Monday, August 20, 2007

The Leadership Summit - Session 1 - A Vision to Die For

The Leadership Summit
Notes from Session 1 - A Vision to Die For, Bill Hybels

Vision must be owned. Ownership is the most powerful weapon in casting and maintaining vision for your organization. It's the painting of the picture that brings passion out of people. It ties into purpose – a sense of destiny beyond to 9 to 5.

Hybels referenced the book of John – Being an owner vs. just a hired hand.

"I am the Good Shepherd. The Good Shepherd puts the sheep before himself, sacrifices himself if necessary. A hired man is not a real shepherd. The sheep mean nothing to him. He sees a wolf come and runs for it, leaving the sheep to be ravaged and scattered by the wolf. He's only in it for the money. The sheep don't matter to him." - John 10:11-13

Hybels challenged us to ask ourselves, "At my current workplace, am I the owner of the vision, or the hired hand?" Do I pray for it, protect it, volunteer for it. Owners of the vision will sacrifice deeply. They will be high capacity workers.

Hybels then referenced a group that was an owner of a vision. On March 7, 1965, a group of civil rights marches left Selma, Alabama for Birmingham. They made it as far as the Edmund Pettis Bridge. There they faced state troopers and county sheriffs armed with billy clubs tear gas and bullwhips. The lawmen attacked the peaceful protesters and drove them back to Selma. This event became known as Bloody Sunday. Owners of a vision will be willing to die for the cause.

Out vision is so important. It should be bold, faithful, honorable, and clear. But vision needs to be owned by the people in our organization.
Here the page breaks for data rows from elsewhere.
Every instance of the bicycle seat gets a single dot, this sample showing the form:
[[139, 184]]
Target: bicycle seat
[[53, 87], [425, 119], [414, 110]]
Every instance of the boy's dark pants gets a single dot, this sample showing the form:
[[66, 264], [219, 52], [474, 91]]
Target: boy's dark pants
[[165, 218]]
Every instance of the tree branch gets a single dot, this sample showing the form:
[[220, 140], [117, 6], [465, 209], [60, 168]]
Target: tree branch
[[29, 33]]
How do we do this? For some Type-A leaders who live on blazing a trail and calling back to everyone to follow their lead, it's a four letter word: P-R-O-C-E-S-S. Without process, we defeat every one left out (which is everyone but the leader).
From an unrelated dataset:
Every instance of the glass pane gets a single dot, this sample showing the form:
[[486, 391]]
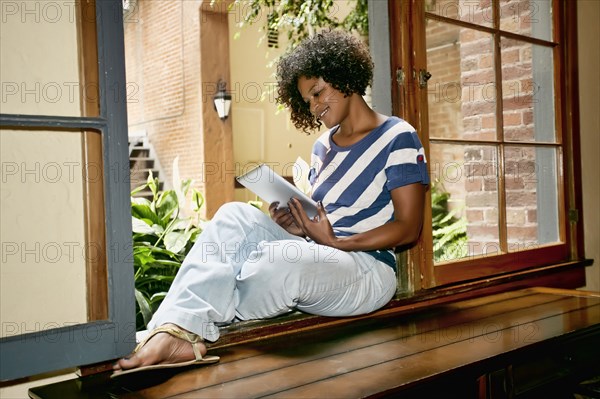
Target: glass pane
[[41, 69], [531, 197], [464, 201], [461, 92], [475, 12], [47, 247], [527, 17], [528, 92]]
There are three steps in the process for vision ownership:
1. Vision Formation
There is the top-down approach (bad), or the team approach (good). The top down approach is so often taken because it is quick, but doesn't take, doesn't hold.

The recommendation on the team approach was to have an offsite, with the focus being the question "What should our organization look like in five years?" It may feel slow or inefficient, and to some quick-acting leaders like "swimming in peanut butter." But this builds community, value and more likelihood of ownership. The team members may not always have their way, but they at least need to know their ideas have been considered.

2. Vision Refinement
Make a first draft of the vision. This crystallizes it, even in draft form. Take this draft to the groups at the next level out, trying to get different types of groups, feedback. Ask what's clear, what's confusing, what excites you, what scares you. The goal is to come away with a crystal clear, compelling vision.


3. Vision Declaration

Introduce the vision in front of leaders first, asking if it is clear and compelling. The declaration is not a solo effort, but a team activity.


Great leaders know that more time in the vision casting process increases ownership. Vision leaks, but don't berate the workers for this. Use any tactics to keep refilling the vision. And remember to celebrate progress.